The first fundamental steps of data science begins with asking a question and obtaining relevant data.

e.g. *Who is the most valuable player in the NBA from the years 1997-2007?*

Some of these data sets can be easily found online (Kaggle, data.gov, data.world, etc.). Sometimes you will be provided with a data set, but if you are working on a personal project, often times you will have to find relevant dataset(s) or scrape data off websites (we will talk about this more in depth next week).

###Data Cleansing 

Data collected by companies or the government is often formatted in a such a way that makes the raw, unchanged data imcompatible with machine learning tools. In order to clean the data so that our computers can understand the data we input, we must manipulate the dataset to match the criteria of machine learning tools.

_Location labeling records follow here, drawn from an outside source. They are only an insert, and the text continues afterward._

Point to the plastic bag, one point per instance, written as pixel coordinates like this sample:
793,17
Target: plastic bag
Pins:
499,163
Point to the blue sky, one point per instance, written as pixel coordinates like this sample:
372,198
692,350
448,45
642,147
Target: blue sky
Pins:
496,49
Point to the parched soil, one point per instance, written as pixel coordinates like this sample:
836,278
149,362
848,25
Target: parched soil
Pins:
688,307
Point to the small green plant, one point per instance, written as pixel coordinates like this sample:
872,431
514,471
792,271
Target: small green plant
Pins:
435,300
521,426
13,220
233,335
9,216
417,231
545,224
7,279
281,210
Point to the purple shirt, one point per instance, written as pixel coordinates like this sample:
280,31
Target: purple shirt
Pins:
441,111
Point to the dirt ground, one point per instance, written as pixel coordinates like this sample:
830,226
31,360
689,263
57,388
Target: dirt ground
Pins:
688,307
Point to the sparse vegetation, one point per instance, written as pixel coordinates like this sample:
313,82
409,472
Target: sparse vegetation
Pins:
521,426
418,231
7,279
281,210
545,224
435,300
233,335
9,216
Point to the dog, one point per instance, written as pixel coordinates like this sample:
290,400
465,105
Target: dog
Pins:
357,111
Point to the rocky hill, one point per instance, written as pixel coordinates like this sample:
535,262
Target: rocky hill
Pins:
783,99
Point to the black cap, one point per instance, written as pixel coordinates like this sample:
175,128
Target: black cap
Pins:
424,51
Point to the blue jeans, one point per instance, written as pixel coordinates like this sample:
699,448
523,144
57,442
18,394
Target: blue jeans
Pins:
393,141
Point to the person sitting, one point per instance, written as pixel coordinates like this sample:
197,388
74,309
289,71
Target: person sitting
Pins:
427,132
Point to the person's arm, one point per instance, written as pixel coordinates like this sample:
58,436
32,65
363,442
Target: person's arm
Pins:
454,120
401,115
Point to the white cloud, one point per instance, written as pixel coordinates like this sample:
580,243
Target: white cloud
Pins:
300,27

This includes changing the format of certain cells within observations (i.e. removing the dollar sign from a price column), removing outliers that would adversely affect our machine learning algorithms, removing NA observations, imputing missing values with the mean of the predictor.

###Exploratory Data Analysis (EDA)

Before we apply machine learning algorithms to our data, we have to understand the variables within it -- EDA allows us to find significant trends utilizing statistical methodology and create visualizations of data trends that would not otherwise be obvious just looking at the data. Often times we plot some variables within the data to understand the structure of the data (spread, center, etc.), which may give insight on what machine learning algorithms we might use.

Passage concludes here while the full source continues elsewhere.